Der Ort des Gesprächs – wie könnte es anders sein – ist Schengen. Léon Gloden und Michel Gloden sind nicht nur politisch verbunden, sondern auch familiär: als „kleng Cousinen“. Der eine Bürgermeister, der andere Innenminister. Gemeinsam blicken sie über die Mosel, an der sie aufgewachsen sind. Nach Deutschland zur Linken, nach Frankreich zur Rechten. Regen fällt über das Dreiländereck. Der bunte Schriftzug „Schengen is alive“ trotzt dem Grau.
„Als überzeugtem Europäer tut es mir weh, dass wir heute so über Schengen reden müssen“, sagt Innenminister Léon Gloden. „Gerade deshalb kämpfe ich umso entschlossener für das, was Schengen ausmacht: offene Grenzen, ein vereintes Europa.“ Auch Michel Gloden, Bürgermeister von Schengen, spürt die Schieflage in der öffentlichen Wahrnehmung: „Es ist schade, dass der Begriff ‚Schengen‘ heute oft negativ belegt ist – auch in den Medien. Dabei wird vergessen, dass diese Idee eine der größten Errungenschaften Europas in den letzten Jahrzehnten ist.“
Seit Wiedereinführung von Grenzkontrollen in Deutschland stehen die beiden Glodens in noch engerem Austausch. Mal am Telefon, mal persönlich, bei Anlässen entlang der Mosel. So auch am Abend des 12. Juni. Als Léon Gloden mit Amtskollegen und EU-Kommissar Brunner nach Schengen kommt, ist Michel Gloden mit dabei – ein symbolischer Schulterschluss zwei Tage vor der Jubiläumsfeier. Er wisse zu schätzen, sagt der Bürgermeister, dass der Minister seit Monaten großen Einsatz für Schengen zeige.
„Grenzen nur fürs Navi“
Beide erinnern sich gut an die Zeit vor Schengen, als Grenzkontrollen zum Alltag gehörten. „Das Leben in der Region hat sich durch das Abkommen grundlegend verbessert“, sagt Michel Gloden. „Früher fuhr man viel seltener nach Deutschland oder Frankreich. Nach Trier zu fahren, war schon fast außergewöhnlich. Heute pendeln die Menschen ganz selbstverständlich über die Mosel. Das Wort ‚Grenze‘ ist fast aus dem Wortschatz verschwunden.“ Gerade deshalb sei die Pandemie für viele ein Schock gewesen, so der Bürgermeister: „Plötzlich hieß es wieder: ‚Wir fahren über die Grenze.‘ Das darf nicht sein.
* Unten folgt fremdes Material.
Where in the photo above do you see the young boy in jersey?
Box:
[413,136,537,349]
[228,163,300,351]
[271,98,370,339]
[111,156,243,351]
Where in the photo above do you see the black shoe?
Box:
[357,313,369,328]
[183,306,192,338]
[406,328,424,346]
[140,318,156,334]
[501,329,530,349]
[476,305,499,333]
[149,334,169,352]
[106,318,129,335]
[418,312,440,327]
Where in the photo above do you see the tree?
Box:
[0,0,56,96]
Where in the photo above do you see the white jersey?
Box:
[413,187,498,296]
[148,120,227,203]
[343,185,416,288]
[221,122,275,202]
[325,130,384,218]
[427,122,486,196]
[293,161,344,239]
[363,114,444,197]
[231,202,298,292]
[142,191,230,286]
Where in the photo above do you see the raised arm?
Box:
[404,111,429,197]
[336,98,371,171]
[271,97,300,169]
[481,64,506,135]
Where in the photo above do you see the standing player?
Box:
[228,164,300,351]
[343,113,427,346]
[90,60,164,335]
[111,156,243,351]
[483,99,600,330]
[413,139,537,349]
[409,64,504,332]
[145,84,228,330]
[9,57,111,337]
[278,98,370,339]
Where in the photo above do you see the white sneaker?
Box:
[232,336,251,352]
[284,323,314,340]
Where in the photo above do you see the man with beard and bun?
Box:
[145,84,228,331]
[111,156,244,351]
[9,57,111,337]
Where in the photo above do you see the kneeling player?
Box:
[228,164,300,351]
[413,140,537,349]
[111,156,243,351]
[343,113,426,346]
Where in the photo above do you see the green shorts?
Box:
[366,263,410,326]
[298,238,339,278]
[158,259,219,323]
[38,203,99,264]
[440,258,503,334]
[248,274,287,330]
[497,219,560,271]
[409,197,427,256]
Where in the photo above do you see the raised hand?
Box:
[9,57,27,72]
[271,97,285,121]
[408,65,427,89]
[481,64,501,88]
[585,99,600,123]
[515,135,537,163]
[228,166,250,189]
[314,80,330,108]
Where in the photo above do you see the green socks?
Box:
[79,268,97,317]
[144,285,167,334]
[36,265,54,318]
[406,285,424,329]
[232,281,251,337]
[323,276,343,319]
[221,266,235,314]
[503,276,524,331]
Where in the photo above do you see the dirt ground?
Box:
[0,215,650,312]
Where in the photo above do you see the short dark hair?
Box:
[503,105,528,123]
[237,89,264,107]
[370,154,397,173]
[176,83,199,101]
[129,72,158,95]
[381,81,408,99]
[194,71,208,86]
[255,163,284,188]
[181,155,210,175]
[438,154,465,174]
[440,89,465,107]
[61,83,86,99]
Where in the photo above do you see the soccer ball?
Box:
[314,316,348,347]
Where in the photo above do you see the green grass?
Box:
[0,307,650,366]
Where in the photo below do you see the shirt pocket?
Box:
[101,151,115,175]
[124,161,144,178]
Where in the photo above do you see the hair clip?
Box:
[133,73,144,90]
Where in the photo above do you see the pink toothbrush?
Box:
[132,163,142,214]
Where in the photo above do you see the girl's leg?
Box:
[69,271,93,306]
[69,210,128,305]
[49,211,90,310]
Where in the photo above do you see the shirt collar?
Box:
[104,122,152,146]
Wir leben hier in einer Region, die durch den Fluss verbunden ist – nicht getrennt.“
„Wir sind Teil einer Großregion“, sagt Léon Gloden: „Das ist nicht nur geografisch, sondern auch politisch entscheidend. Wir dürfen nicht zulassen, dass wieder Grenzen in den Köpfen entstehen. Wenn überhaupt, dann sollten Grenzen nur noch auf dem Navi auftauchen.“
Als wir uns für unser Gespräch an der Esplanade in Schengen treffen, laufen die Vorbereitungen für die Feierlichkeiten am 14. Juni auf Hochtouren. Eine Absage kommt nicht infrage – warum auch? Doch was bedeutet es in diesen Zeiten, den 40. Jahrestag des Schengener Abkommens zu feiern?
Getrübte Vorfreude
Dieser Tag ist eine wichtige Verabredung, so Michel Gloden: „Er erinnert uns und die Welt daran, wie bedeutsam das Schengen-Abkommen ist, wie essenziell die Freiheit, durch Europa zu reisen, ohne sich ständig ausweisen zu müssen. Die Menschen, die täglich nach Schengen kommen, zeigen uns, wie sehr sie gerade diese Reisefreiheit schätzen.“
„Wäre der 40. Jahrestag vor zwei Jahren gewesen, hätten wir eine ganz normale Feier gehabt – vielleicht mit Sonntagsreden über Schengen und Europa. Gerade deshalb ist es jetzt umso wichtiger, gemeinsam zu feiern und nach außen zu zeigen: Wir stehen zu Schengen. Für uns ist das bedeutend – und für ganz Europa erst recht“, so Léon Gloden.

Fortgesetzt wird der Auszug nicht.